First, let’s examine what ZeroFont phishing is and how it was originally used. 


What is ZeroFont Phishing?

What’s the best way to evade Microsoft’s Office 365 Advanced Threat Protection (ATP)?

Shrink your email font to zero. 

Hence the name, “ZeroFont phishing.” These tiny fonts are imperceptible to the human eye but not to AI and natural language processing (NLP) algorithms. Part of Microsoft’s ATP, these algorithms are responsible for scanning and filtering emails to protect Outlook users from malware attachments and links to malicious websites. They scan and analyze zero-sized fonts. 

Zero-sized fonts enable cybercriminals to sprinkle benign words in between suspicious ones, throwing the NLP algorithms off their trail of deception.


ZeroFont Phishing Now

Why stop at fooling NLP algorithms, though? Especially when ZeroFont phishing works so well at evading cyber defense tools and giving recipients the illusion that their emails are safe.

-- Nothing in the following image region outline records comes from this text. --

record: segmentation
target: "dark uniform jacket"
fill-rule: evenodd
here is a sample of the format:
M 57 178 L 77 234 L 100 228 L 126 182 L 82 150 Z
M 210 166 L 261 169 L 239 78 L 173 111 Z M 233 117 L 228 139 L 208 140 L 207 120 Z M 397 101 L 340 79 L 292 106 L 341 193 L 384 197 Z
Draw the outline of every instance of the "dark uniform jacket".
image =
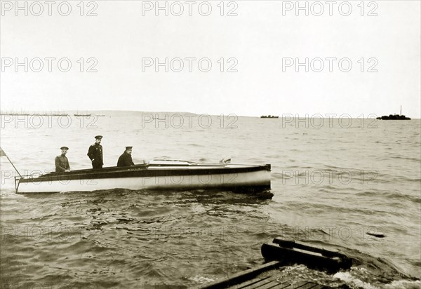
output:
M 128 154 L 126 152 L 123 153 L 119 158 L 117 161 L 117 166 L 135 166 L 133 161 L 132 160 L 131 155 Z
M 93 168 L 102 168 L 102 146 L 96 142 L 89 147 L 88 156 L 92 161 L 92 167 Z
M 62 154 L 57 156 L 54 162 L 55 163 L 55 173 L 61 173 L 66 170 L 70 170 L 69 160 L 66 156 L 63 156 Z

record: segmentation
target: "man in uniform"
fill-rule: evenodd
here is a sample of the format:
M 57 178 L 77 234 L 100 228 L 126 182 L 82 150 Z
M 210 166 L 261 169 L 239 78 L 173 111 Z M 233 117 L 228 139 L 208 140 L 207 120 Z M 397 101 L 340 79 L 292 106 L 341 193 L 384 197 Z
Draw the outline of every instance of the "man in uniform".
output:
M 92 161 L 93 168 L 102 168 L 104 163 L 102 161 L 102 146 L 101 140 L 102 135 L 97 135 L 95 137 L 95 144 L 91 144 L 88 150 L 88 156 Z
M 69 148 L 67 147 L 62 147 L 60 149 L 62 151 L 62 154 L 57 156 L 54 160 L 55 163 L 55 173 L 69 173 L 70 171 L 70 166 L 69 165 L 69 160 L 66 156 Z
M 117 161 L 117 166 L 135 166 L 133 161 L 131 158 L 133 147 L 126 147 L 126 150 L 119 158 Z

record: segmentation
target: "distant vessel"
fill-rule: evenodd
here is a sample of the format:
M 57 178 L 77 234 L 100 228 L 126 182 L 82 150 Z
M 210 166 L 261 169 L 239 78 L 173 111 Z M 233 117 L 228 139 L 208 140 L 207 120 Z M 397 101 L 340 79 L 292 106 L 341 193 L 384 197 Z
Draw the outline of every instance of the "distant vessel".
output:
M 92 114 L 74 114 L 74 116 L 91 116 Z
M 90 116 L 105 116 L 105 114 L 74 114 L 74 116 L 84 116 L 84 117 L 90 117 Z
M 271 116 L 270 114 L 267 115 L 267 116 L 260 116 L 260 119 L 279 119 L 279 116 Z
M 410 117 L 406 117 L 402 114 L 402 106 L 401 105 L 401 114 L 389 114 L 389 116 L 379 116 L 377 119 L 382 119 L 383 121 L 409 121 Z

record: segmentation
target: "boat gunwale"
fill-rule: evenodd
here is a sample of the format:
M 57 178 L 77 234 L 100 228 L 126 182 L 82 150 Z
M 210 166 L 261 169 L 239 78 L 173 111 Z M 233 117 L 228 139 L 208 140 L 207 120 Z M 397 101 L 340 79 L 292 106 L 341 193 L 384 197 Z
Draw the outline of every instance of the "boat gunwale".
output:
M 209 165 L 209 164 L 208 164 Z M 219 165 L 219 164 L 218 164 Z M 107 167 L 100 169 L 82 169 L 68 173 L 52 172 L 36 177 L 22 176 L 18 178 L 19 182 L 39 183 L 43 182 L 67 181 L 72 180 L 109 179 L 121 177 L 152 177 L 171 176 L 193 176 L 206 175 L 222 175 L 253 173 L 262 170 L 270 171 L 271 166 L 267 165 L 237 165 L 240 167 L 230 167 L 227 165 L 215 166 L 188 166 L 188 165 L 161 165 L 142 164 L 130 167 Z M 202 166 L 202 168 L 201 168 Z

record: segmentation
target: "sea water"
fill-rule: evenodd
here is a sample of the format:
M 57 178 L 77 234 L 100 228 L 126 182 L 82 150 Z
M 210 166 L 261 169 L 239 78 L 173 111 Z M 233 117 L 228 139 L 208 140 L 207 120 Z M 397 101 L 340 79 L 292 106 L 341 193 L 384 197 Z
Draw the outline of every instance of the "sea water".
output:
M 89 168 L 125 146 L 154 158 L 272 164 L 271 199 L 220 190 L 118 189 L 15 194 L 1 158 L 1 288 L 194 288 L 258 266 L 274 237 L 354 258 L 331 275 L 297 264 L 279 280 L 352 288 L 420 288 L 420 121 L 260 119 L 105 112 L 105 116 L 1 116 L 1 146 L 21 174 L 54 169 L 60 147 Z M 374 235 L 374 236 L 373 236 Z

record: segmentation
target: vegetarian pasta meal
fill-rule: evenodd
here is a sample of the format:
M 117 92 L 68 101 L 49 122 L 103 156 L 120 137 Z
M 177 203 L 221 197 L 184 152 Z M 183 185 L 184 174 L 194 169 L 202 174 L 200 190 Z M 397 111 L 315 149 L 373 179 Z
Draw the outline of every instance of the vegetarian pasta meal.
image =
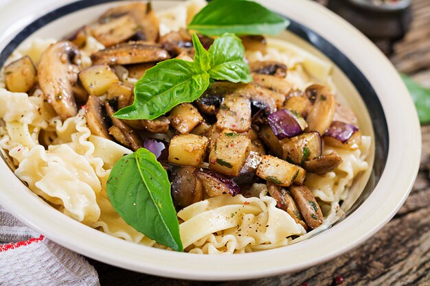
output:
M 0 77 L 0 147 L 53 207 L 129 241 L 293 243 L 334 222 L 371 139 L 330 62 L 267 36 L 287 25 L 243 0 L 133 2 L 25 43 Z

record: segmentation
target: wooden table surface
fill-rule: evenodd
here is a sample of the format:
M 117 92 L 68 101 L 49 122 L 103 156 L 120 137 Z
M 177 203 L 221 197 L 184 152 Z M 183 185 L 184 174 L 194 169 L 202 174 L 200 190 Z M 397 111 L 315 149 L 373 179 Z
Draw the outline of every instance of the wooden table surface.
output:
M 430 88 L 430 0 L 413 0 L 413 10 L 411 29 L 396 45 L 390 60 L 400 71 Z M 337 276 L 343 278 L 342 285 L 430 285 L 430 126 L 421 130 L 420 173 L 403 206 L 364 244 L 330 261 L 295 274 L 223 283 L 168 279 L 90 262 L 102 286 L 333 285 Z

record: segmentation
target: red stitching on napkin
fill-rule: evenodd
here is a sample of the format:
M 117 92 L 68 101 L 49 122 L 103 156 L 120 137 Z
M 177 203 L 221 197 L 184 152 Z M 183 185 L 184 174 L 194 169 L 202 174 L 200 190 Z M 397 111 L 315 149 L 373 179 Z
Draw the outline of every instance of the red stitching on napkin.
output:
M 24 241 L 19 241 L 13 243 L 8 243 L 0 246 L 0 252 L 3 251 L 10 250 L 11 249 L 16 249 L 21 246 L 25 246 L 31 244 L 34 242 L 39 242 L 43 239 L 45 237 L 43 235 L 41 235 L 38 238 L 32 238 Z

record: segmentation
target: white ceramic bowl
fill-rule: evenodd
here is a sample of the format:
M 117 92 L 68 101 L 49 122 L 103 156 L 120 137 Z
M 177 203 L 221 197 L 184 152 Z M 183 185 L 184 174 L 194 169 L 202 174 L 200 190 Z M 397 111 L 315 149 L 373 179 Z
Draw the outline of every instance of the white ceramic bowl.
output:
M 0 12 L 0 30 L 4 31 L 0 36 L 0 64 L 25 38 L 60 38 L 118 4 L 106 0 L 69 5 L 66 5 L 69 0 L 11 2 Z M 3 160 L 0 204 L 47 237 L 85 256 L 132 270 L 187 279 L 249 279 L 295 272 L 332 259 L 374 234 L 400 207 L 418 173 L 420 130 L 409 95 L 377 48 L 328 10 L 306 0 L 260 2 L 293 20 L 291 32 L 281 37 L 321 56 L 324 53 L 337 64 L 333 76 L 359 115 L 361 126 L 369 134 L 375 130 L 373 168 L 356 184 L 363 187 L 369 176 L 370 180 L 356 203 L 330 229 L 286 247 L 240 255 L 196 255 L 148 248 L 65 216 L 33 194 Z M 164 4 L 155 1 L 157 5 Z

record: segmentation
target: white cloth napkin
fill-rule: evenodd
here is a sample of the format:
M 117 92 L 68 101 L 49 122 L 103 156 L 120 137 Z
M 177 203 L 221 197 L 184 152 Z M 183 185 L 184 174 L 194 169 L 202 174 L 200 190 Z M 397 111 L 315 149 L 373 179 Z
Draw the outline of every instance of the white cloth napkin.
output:
M 49 241 L 0 206 L 0 285 L 100 285 L 82 256 Z

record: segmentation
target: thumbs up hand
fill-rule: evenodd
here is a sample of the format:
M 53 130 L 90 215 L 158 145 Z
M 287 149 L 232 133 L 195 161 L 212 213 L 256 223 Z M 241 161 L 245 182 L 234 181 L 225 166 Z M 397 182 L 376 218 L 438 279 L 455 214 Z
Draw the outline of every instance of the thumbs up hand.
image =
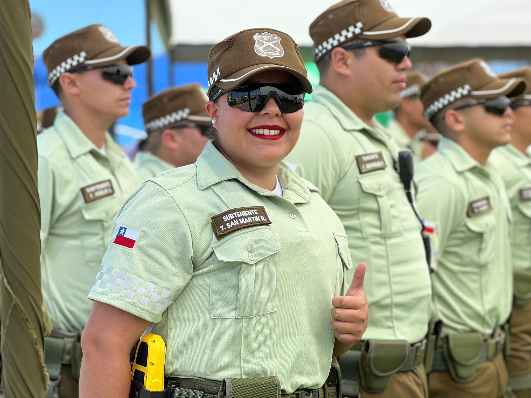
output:
M 332 328 L 336 338 L 343 343 L 356 343 L 362 339 L 369 323 L 369 304 L 363 289 L 367 265 L 358 265 L 346 296 L 332 300 Z

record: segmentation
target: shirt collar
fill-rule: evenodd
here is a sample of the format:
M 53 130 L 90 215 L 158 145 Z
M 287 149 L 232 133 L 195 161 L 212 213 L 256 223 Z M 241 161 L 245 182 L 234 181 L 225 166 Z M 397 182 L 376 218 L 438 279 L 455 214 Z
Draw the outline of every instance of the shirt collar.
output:
M 204 150 L 195 162 L 198 186 L 203 190 L 222 181 L 235 179 L 260 195 L 273 195 L 271 191 L 250 183 L 214 146 L 207 143 Z M 284 190 L 284 197 L 293 203 L 306 203 L 311 197 L 310 191 L 317 191 L 315 186 L 303 180 L 284 162 L 280 162 L 277 175 Z M 290 194 L 289 191 L 295 195 Z
M 458 172 L 463 172 L 474 167 L 484 169 L 479 163 L 453 140 L 442 137 L 439 142 L 438 151 L 446 156 Z
M 105 155 L 98 151 L 94 143 L 87 138 L 75 122 L 64 110 L 57 114 L 54 126 L 73 158 L 75 159 L 91 151 L 95 151 L 101 156 Z M 125 157 L 125 153 L 108 133 L 105 135 L 105 151 L 108 155 L 112 152 L 118 156 Z
M 344 130 L 365 130 L 384 142 L 390 136 L 375 118 L 372 118 L 369 126 L 345 105 L 337 96 L 320 84 L 314 88 L 312 96 L 312 100 L 327 108 Z

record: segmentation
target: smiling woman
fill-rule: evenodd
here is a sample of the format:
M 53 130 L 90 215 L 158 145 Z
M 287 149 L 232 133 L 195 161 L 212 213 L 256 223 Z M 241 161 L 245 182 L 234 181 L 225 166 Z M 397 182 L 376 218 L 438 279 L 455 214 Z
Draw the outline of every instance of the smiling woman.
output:
M 126 385 L 149 323 L 166 342 L 166 384 L 187 396 L 337 396 L 332 354 L 366 326 L 365 265 L 348 288 L 339 219 L 282 161 L 312 91 L 297 45 L 272 29 L 239 32 L 211 50 L 209 77 L 215 142 L 144 184 L 115 219 L 89 295 L 82 396 L 104 384 L 104 358 L 121 364 L 113 393 Z

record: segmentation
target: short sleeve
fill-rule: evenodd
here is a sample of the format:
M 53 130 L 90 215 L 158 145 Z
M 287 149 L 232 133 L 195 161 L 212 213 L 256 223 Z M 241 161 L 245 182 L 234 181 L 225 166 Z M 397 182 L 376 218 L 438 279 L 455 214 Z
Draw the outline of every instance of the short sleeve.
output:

In an evolution of the tactic, threat actors have begun simply writing something like, “Scanned and secured by ISCⓇ Advanced Threat Protection (ATP)” in zero-point font at the top of the email. The NLP algorithms in the email browser then populate Outlook’s preview pane with the message, giving users the impression that the email passed its security checks. 

Of course, when recipients open the email, they don’t see the fake security scan text. 

It’s too small to read. Instead, they’re met with a much more enticing message: a job offer or some other message that would encourage additional reading and click-through. 


ZeroFont Phishing: Real-World Example

Below is a real-world example of ZeroFont phishing. 


Let’s Start with the Email Preview Pane

What job seeker wouldn’t open this email? It holds the promise of employment, and it’s secure — or so it seems.

The preview pane message is really zero-font text at the top of the email.

Now Let’s Explore the Email Content

Open the email and there’s no sign of the securely scanned message in the preview pane. All recipients see is “Virtual Personal Assistant/Administrative Assistant.” Pretty sneaky, right?

ZeroFont Phishing: Another Demonstration Example

Here’s another example of ZeroFont phishing that GCS’ Cloud Security Administrator AJ Arjes-Maddox put together to demonstrate how the tactic works. 

At the top of the email, he wrote, “I’m a hacker, tricking you!” in size zero font. It appears in Outlook’s preview pane but not in the email content. 

ZeroFont Phishing: Another Demonstration Example

How to Spot ZeroFont Phishing Attacks

The biggest lesson from the recent spate of ZeroFont phishing attacks? Don’t believe everything you read. Just because an email’s preview pane says it’s been “securely scanned” doesn’t mean it has.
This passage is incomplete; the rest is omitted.